11:04 | 29/02/2016 Economy
The HCM City Real Estate Association (HOREA) has proposed the State Bank of Vietnam (SBV)'s regulations on lending limits and capital adequacy ratio requirements for credit institutions, including branches of foreign banks not be changed at the moment.
HOREA said draft amendments will have a negative impact on the growth of the real estate market - Illustration photo: thesaigontimes
The proposal was made after the SBV had released draft amendments to Circular 36/2014 which states that the credit institutions could use 60 percent of their short-term funds to provide medium-and long-term loans and the credit risk ratio of the institutions' receivables from the real estate sector is 150 percent.
The draft states that the ratio cap for using short-term funds to provide medium- and long-term loans will be 40 percent, down from the current 60 percent.

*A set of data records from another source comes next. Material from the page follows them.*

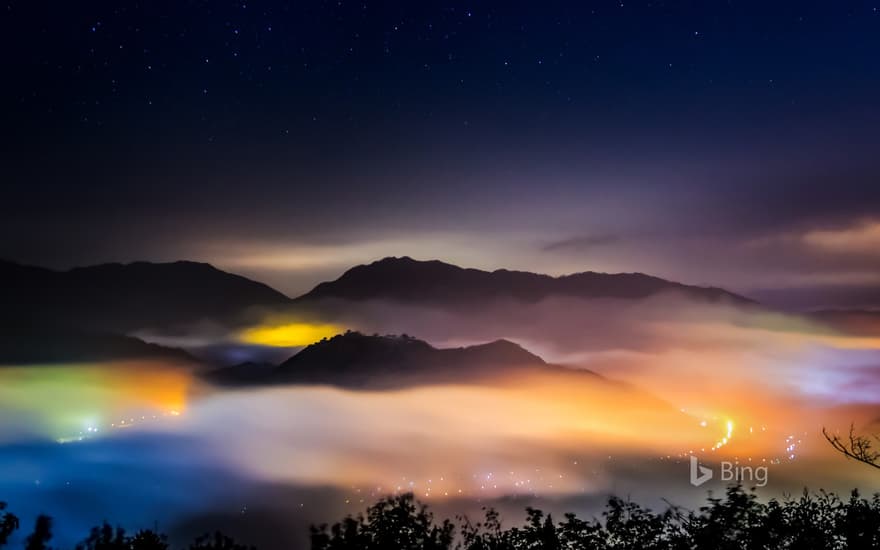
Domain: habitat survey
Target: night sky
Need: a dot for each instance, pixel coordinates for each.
(727, 143)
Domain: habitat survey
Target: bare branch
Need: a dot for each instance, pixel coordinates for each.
(856, 447)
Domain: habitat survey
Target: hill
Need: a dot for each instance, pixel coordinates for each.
(360, 361)
(125, 297)
(438, 283)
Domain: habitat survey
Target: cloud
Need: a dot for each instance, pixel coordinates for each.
(860, 238)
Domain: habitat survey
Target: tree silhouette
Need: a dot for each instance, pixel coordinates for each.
(8, 524)
(217, 541)
(148, 540)
(856, 447)
(397, 522)
(105, 537)
(42, 534)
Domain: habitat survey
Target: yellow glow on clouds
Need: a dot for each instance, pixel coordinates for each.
(288, 334)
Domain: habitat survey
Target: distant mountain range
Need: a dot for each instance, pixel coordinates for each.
(125, 297)
(357, 360)
(438, 283)
(75, 311)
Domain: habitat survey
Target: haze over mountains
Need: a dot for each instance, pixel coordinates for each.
(92, 312)
(438, 283)
(362, 361)
(124, 297)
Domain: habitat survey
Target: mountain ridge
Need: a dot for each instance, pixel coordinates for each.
(359, 361)
(407, 280)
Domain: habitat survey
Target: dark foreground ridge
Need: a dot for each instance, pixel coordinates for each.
(358, 360)
(738, 521)
(437, 283)
(125, 297)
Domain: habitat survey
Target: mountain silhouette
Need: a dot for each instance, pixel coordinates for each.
(438, 283)
(357, 360)
(124, 297)
(30, 345)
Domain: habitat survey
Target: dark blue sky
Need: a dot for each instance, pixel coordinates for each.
(703, 141)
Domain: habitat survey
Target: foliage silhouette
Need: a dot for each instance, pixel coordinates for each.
(8, 524)
(42, 534)
(738, 520)
(856, 447)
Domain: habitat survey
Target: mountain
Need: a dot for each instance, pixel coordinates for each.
(21, 346)
(361, 361)
(438, 283)
(124, 297)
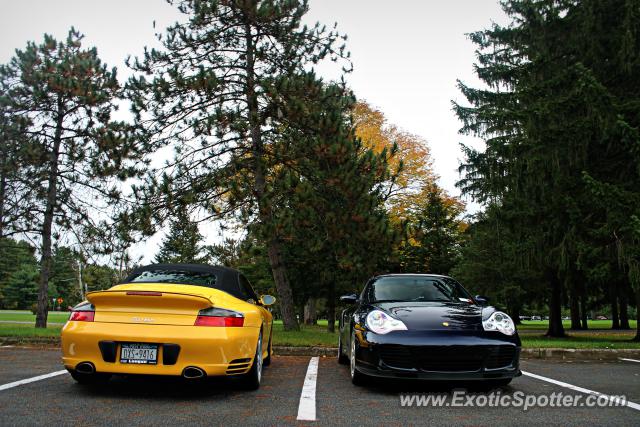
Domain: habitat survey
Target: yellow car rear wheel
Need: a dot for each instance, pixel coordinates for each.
(251, 380)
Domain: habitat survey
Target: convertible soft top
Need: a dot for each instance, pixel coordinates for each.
(226, 278)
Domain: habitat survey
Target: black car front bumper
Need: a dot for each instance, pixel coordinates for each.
(436, 355)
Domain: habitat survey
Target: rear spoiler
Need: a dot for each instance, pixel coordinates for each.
(125, 300)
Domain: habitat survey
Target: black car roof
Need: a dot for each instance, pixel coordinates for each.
(226, 278)
(410, 274)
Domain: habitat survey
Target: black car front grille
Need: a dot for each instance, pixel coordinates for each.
(501, 357)
(447, 358)
(443, 359)
(397, 356)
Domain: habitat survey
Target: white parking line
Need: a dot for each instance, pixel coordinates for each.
(307, 407)
(582, 390)
(31, 380)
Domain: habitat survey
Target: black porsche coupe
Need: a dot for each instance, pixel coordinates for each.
(426, 326)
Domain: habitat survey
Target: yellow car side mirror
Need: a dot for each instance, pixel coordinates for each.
(267, 300)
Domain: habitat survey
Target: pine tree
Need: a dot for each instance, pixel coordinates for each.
(66, 95)
(183, 242)
(434, 233)
(16, 210)
(331, 206)
(210, 94)
(558, 123)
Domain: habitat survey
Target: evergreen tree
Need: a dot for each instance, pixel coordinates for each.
(556, 117)
(16, 209)
(332, 200)
(183, 243)
(66, 95)
(210, 94)
(15, 255)
(434, 233)
(21, 290)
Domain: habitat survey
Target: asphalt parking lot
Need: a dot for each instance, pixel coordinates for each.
(58, 400)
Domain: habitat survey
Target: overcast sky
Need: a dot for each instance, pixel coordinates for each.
(407, 54)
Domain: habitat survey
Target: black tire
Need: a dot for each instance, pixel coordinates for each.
(343, 359)
(84, 379)
(251, 380)
(357, 377)
(267, 360)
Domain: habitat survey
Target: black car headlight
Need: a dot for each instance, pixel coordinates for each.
(381, 323)
(501, 322)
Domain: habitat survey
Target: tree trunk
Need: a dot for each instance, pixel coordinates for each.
(310, 314)
(637, 337)
(287, 308)
(514, 312)
(624, 307)
(613, 296)
(278, 268)
(555, 306)
(331, 307)
(3, 186)
(583, 307)
(574, 305)
(47, 225)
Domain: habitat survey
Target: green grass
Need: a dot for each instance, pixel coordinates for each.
(593, 324)
(603, 340)
(27, 316)
(13, 330)
(307, 336)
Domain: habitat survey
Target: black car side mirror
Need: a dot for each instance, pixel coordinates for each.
(483, 301)
(349, 299)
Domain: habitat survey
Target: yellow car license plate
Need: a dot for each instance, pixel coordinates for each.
(146, 354)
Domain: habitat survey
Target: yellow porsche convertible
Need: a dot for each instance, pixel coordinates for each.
(171, 319)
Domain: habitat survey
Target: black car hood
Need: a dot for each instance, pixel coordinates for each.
(435, 315)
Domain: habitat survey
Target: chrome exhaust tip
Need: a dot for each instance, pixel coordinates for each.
(193, 373)
(86, 368)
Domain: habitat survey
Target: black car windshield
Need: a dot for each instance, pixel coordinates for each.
(177, 277)
(416, 288)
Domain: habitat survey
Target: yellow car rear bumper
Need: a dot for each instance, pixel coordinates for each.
(216, 350)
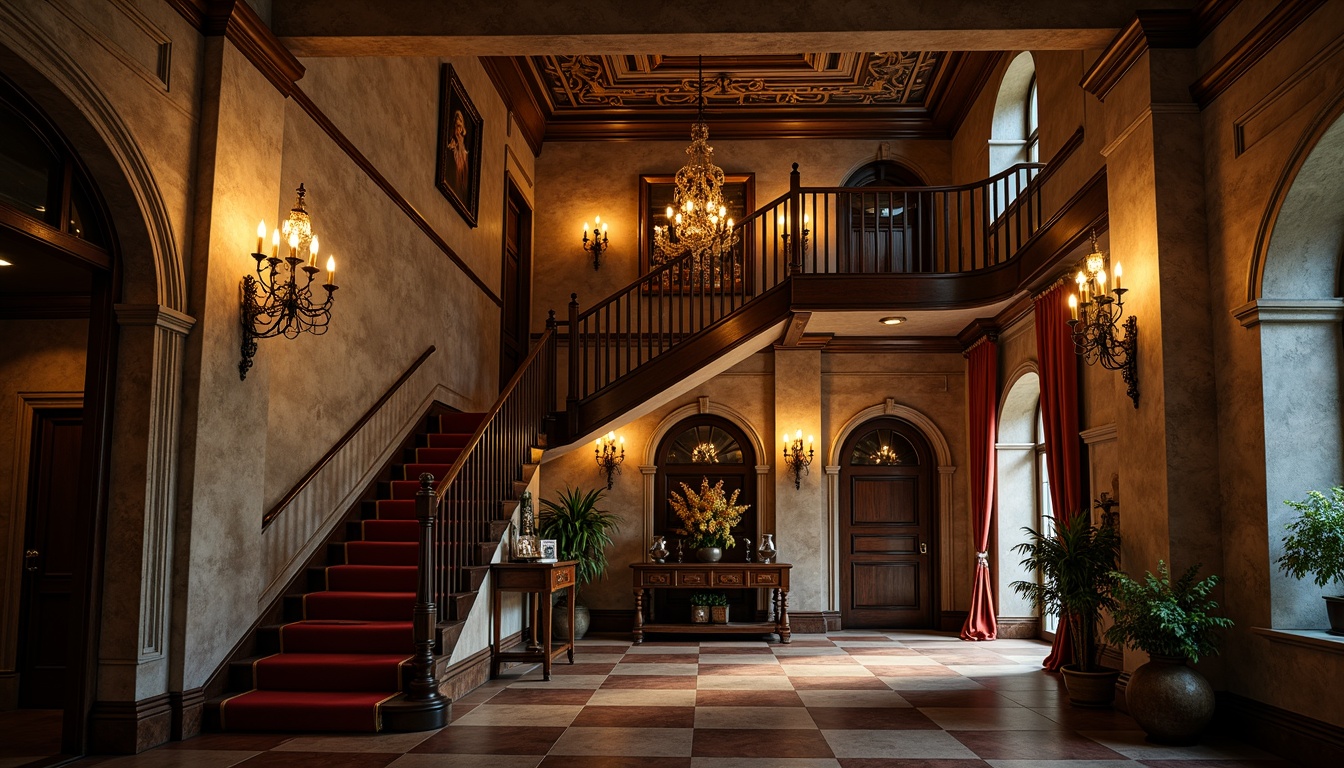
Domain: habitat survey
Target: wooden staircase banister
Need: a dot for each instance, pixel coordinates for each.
(350, 433)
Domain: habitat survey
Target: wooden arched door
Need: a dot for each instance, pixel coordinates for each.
(704, 447)
(889, 534)
(885, 230)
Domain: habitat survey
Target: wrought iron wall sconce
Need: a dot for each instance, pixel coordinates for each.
(796, 460)
(608, 457)
(278, 301)
(794, 265)
(598, 244)
(1096, 320)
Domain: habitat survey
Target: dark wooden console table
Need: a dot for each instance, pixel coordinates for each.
(774, 577)
(538, 580)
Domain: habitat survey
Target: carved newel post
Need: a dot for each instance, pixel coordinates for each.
(420, 685)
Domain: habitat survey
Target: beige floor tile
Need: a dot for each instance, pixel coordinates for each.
(902, 744)
(753, 717)
(988, 718)
(872, 700)
(625, 741)
(743, 682)
(643, 697)
(539, 716)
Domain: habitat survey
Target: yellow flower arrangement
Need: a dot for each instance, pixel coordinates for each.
(708, 517)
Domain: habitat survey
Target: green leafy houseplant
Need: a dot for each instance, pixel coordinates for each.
(581, 530)
(1167, 618)
(1077, 566)
(1315, 541)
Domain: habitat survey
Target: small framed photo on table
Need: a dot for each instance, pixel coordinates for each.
(549, 550)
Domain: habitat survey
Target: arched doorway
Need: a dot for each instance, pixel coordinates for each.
(889, 530)
(59, 284)
(882, 227)
(704, 447)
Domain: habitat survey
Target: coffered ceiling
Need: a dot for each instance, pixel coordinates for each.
(893, 94)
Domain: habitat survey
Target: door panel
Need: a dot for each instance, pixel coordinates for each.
(887, 530)
(50, 557)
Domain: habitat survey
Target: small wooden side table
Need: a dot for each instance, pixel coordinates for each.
(538, 580)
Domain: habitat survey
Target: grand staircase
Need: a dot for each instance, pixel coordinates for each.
(342, 654)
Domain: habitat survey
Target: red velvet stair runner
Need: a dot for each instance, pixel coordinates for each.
(344, 658)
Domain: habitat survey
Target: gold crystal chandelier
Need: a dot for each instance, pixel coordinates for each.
(698, 221)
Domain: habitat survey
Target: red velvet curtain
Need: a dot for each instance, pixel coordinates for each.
(983, 409)
(1059, 413)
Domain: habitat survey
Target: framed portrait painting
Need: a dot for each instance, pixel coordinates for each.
(656, 197)
(458, 170)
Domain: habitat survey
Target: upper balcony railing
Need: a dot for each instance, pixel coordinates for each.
(809, 230)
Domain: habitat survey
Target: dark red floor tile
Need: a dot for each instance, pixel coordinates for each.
(1032, 745)
(837, 683)
(491, 740)
(746, 698)
(667, 682)
(972, 697)
(593, 761)
(635, 717)
(870, 718)
(758, 743)
(540, 696)
(320, 760)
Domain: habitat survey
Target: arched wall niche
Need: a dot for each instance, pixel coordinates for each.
(945, 468)
(703, 405)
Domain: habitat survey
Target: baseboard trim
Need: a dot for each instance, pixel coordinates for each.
(1018, 627)
(188, 709)
(610, 620)
(1294, 736)
(131, 726)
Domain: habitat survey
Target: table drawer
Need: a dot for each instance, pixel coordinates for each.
(764, 579)
(692, 579)
(562, 577)
(655, 579)
(730, 579)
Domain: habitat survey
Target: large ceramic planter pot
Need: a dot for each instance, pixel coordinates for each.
(1335, 609)
(1169, 701)
(561, 622)
(1094, 690)
(708, 554)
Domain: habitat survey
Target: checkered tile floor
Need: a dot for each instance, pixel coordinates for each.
(852, 700)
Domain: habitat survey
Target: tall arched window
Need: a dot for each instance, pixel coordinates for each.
(1015, 135)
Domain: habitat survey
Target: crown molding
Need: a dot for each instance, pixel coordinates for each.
(1149, 30)
(1268, 34)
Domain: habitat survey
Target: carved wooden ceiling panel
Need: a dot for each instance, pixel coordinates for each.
(894, 94)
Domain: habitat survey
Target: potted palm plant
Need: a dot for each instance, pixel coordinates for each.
(1315, 545)
(1173, 623)
(581, 533)
(1077, 566)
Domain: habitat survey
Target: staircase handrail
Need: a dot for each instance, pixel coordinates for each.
(350, 435)
(544, 343)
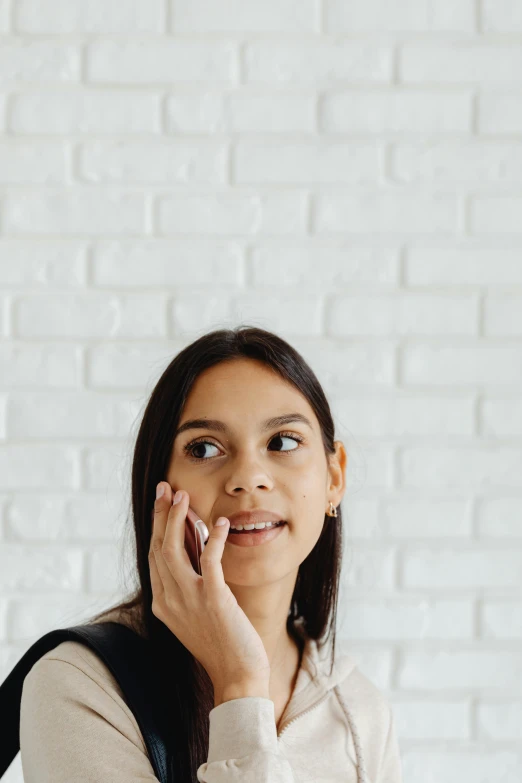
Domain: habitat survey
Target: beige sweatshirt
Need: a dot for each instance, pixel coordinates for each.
(75, 727)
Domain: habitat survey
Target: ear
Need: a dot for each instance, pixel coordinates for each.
(336, 476)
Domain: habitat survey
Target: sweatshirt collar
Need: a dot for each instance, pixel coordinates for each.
(314, 679)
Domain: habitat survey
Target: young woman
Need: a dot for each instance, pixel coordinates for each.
(237, 427)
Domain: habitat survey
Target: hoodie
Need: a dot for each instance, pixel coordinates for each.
(336, 728)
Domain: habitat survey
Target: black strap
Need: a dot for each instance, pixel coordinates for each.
(126, 654)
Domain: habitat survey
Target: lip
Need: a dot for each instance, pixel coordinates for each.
(253, 516)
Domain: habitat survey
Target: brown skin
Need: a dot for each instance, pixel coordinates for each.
(247, 468)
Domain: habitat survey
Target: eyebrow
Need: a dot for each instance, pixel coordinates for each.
(220, 426)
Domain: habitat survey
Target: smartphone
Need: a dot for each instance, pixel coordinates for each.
(196, 536)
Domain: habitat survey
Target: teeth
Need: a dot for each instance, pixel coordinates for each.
(257, 526)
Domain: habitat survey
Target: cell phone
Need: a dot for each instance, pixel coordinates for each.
(196, 536)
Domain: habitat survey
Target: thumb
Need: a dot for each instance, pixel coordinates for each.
(211, 568)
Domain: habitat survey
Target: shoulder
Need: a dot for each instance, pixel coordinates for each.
(372, 715)
(72, 679)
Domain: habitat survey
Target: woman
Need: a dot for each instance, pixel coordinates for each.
(238, 422)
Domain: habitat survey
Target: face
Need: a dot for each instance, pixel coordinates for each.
(283, 469)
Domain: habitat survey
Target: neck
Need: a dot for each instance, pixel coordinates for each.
(267, 608)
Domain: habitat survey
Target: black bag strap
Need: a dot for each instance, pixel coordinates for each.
(126, 654)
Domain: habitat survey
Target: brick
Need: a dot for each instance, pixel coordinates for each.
(35, 618)
(495, 214)
(3, 416)
(74, 211)
(205, 16)
(103, 469)
(499, 112)
(29, 162)
(82, 517)
(461, 62)
(41, 263)
(91, 315)
(163, 162)
(406, 16)
(371, 467)
(474, 266)
(34, 61)
(395, 111)
(367, 363)
(26, 365)
(501, 16)
(5, 315)
(385, 212)
(297, 265)
(211, 112)
(361, 518)
(365, 569)
(503, 314)
(26, 568)
(193, 311)
(407, 416)
(462, 569)
(233, 213)
(304, 162)
(427, 517)
(438, 719)
(407, 619)
(500, 720)
(77, 414)
(454, 766)
(3, 108)
(499, 517)
(166, 262)
(402, 314)
(103, 571)
(96, 16)
(49, 466)
(450, 163)
(5, 8)
(85, 111)
(501, 620)
(468, 364)
(463, 467)
(461, 670)
(501, 418)
(301, 314)
(318, 63)
(163, 61)
(122, 365)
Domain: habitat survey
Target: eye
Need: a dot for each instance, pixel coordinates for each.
(189, 448)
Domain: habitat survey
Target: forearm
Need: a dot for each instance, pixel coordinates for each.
(240, 690)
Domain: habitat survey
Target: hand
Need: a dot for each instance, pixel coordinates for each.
(201, 610)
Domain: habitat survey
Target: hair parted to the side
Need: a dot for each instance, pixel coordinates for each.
(188, 690)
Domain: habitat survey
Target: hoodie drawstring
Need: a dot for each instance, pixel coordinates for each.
(362, 776)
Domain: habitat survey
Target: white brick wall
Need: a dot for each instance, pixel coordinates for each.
(346, 172)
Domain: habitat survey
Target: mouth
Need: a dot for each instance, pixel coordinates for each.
(255, 531)
(248, 538)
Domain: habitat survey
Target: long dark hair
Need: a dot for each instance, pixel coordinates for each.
(187, 689)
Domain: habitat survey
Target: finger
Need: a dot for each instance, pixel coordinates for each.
(155, 579)
(161, 513)
(211, 568)
(173, 550)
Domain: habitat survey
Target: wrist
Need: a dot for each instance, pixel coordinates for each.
(240, 691)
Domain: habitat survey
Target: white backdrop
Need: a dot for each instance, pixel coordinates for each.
(347, 173)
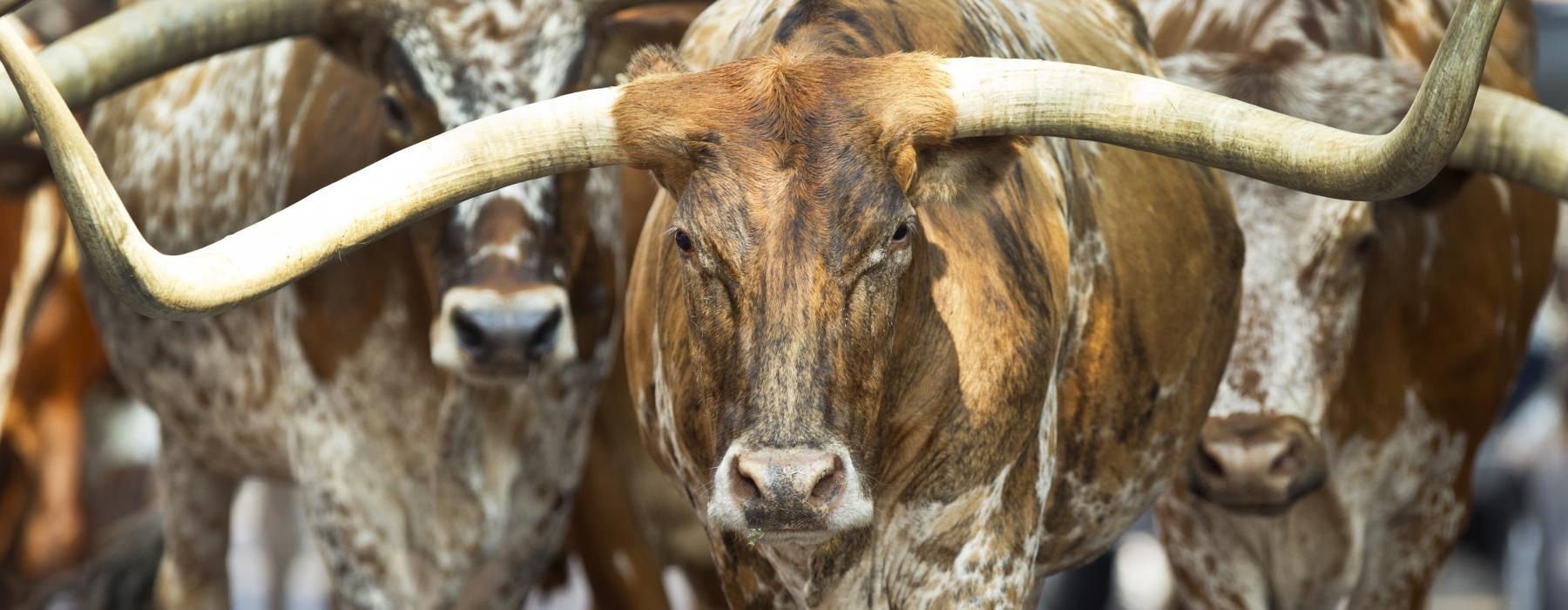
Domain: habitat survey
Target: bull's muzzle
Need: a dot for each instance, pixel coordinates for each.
(1256, 463)
(485, 335)
(787, 494)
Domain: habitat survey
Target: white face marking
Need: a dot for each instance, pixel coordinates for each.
(1301, 294)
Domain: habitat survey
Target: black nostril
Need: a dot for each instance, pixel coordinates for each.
(1289, 460)
(468, 329)
(543, 337)
(744, 486)
(830, 484)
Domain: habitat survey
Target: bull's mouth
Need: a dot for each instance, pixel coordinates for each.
(1256, 502)
(760, 537)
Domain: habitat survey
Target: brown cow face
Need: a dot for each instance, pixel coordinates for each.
(521, 284)
(789, 241)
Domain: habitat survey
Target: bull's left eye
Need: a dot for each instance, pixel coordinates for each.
(901, 234)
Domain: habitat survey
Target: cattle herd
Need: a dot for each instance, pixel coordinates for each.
(825, 303)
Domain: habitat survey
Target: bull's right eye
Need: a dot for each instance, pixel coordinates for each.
(395, 115)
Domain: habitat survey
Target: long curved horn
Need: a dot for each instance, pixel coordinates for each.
(151, 38)
(558, 135)
(1084, 102)
(1518, 140)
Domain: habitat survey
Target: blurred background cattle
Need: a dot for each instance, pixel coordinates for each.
(76, 457)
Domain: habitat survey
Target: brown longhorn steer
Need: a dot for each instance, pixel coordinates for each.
(431, 394)
(1377, 339)
(49, 358)
(921, 353)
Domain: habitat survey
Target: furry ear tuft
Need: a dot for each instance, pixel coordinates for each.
(656, 60)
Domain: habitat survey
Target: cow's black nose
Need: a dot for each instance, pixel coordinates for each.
(507, 335)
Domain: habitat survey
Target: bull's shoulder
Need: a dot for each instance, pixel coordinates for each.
(209, 148)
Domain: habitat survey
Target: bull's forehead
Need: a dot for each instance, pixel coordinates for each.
(1301, 300)
(817, 217)
(482, 57)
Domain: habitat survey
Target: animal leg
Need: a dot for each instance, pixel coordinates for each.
(196, 504)
(54, 533)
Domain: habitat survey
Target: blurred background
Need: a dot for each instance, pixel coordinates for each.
(76, 523)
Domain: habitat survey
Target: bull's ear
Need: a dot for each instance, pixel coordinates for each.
(652, 62)
(626, 31)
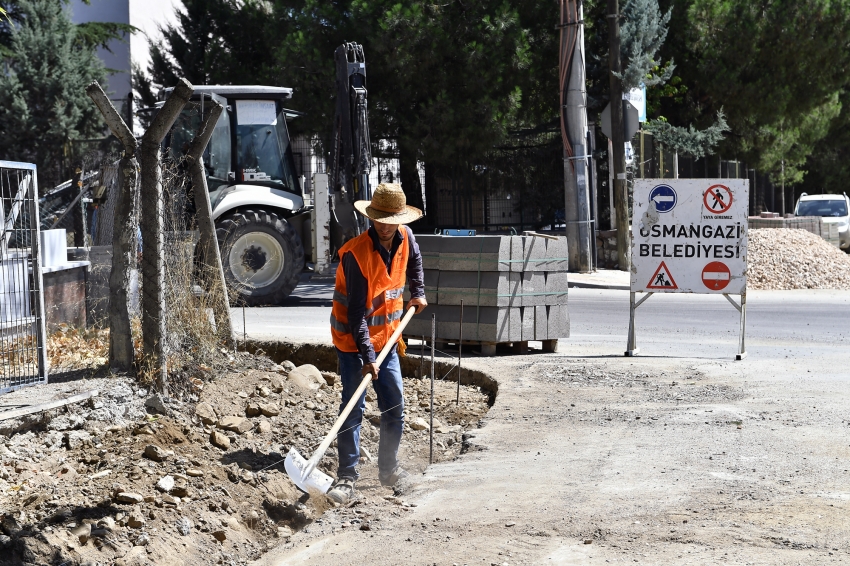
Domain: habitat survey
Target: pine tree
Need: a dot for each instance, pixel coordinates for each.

The credit risk ratio of the institutions' receivables from the real estate sector will rise to 250 percent from 150 percent.
The amendment is meant to restrain the liquidity risk and the mass of credit flow into the property sector.
However, according to the HOREA, the regulations have been in effect only one year and are having a positive impact on the economy and the growth of the real estate market.
The macroeconomy is growing with inflation kept under control, it said.
HOREA's proposal said the risk of a real estate bubble this year could be reduced if the State takes effective measures if speculation appears, such as antispeculation taxation, credit tools and other tools related to land and land-usage planning.
HOREA expects the ratio cap will be 50 percent, not 60 percent in case the amendment is not delayed.
Commercial banks are hoped to take further steps in considering the feasibility of property projects and prestige and mortgages of the investors. Supervision of the lent capital flow should be tightened to ensure effectiveness and safety, the association recommended.
HOREA is afraid that those changes may have negative impact on the development of the real estate market, which started bouncing back from its crisis two years ago. The impact could affect property developers, traders and low income end-users../.